No more than a hundred yards from the door another craft of the same design came swooping out from behind a building, positioned itself in front of us, and hovered there. There was a dark plastic bubble in the front and two things I was pretty sure were machine guns aimed at us.
They were sending us the warning again, but I could hardly hear it over the various alarms my board was giving me, and I didn't have a lot of choice in the matter, anyway. Hovering like that, his downdraft was terrific, and once more the board twisted out of my control. I was still too high to just cut power, so I wrestled with it and managed to bring us to a sliding halt on the left rim of the heat shield... and then the wind caught the remaining wing and blew us over. I yanked my left leg up just in time to keep it from getting pinned, and cut power to all systems except the air.

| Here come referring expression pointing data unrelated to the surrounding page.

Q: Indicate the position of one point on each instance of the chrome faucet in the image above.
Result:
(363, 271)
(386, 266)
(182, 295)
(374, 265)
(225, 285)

"You okay?" I asked as I struggled with my safety belts.
"No. I think I may be in trouble here."
I didn't like the note of fear I heard in her voice. I managed to get myself free and off the board and turned around. Her leg was trapped under the edge of the board.
Mass and weight. You don't think about it on Earth, you're used to it being the same thing. So though my board massed about as much as a big Harley motorcycle, it weighed a lot less on Mars, and one guy could set it upright.
But because of its mass, its inertia remained the same as on Earth. That means, if you got in its way while it was moving, it would hit you just as hard as that same mass would on Earth. Not something to trifle with. But we hadn't been moving very fast when we hit, so I hoped none of her bones were broken.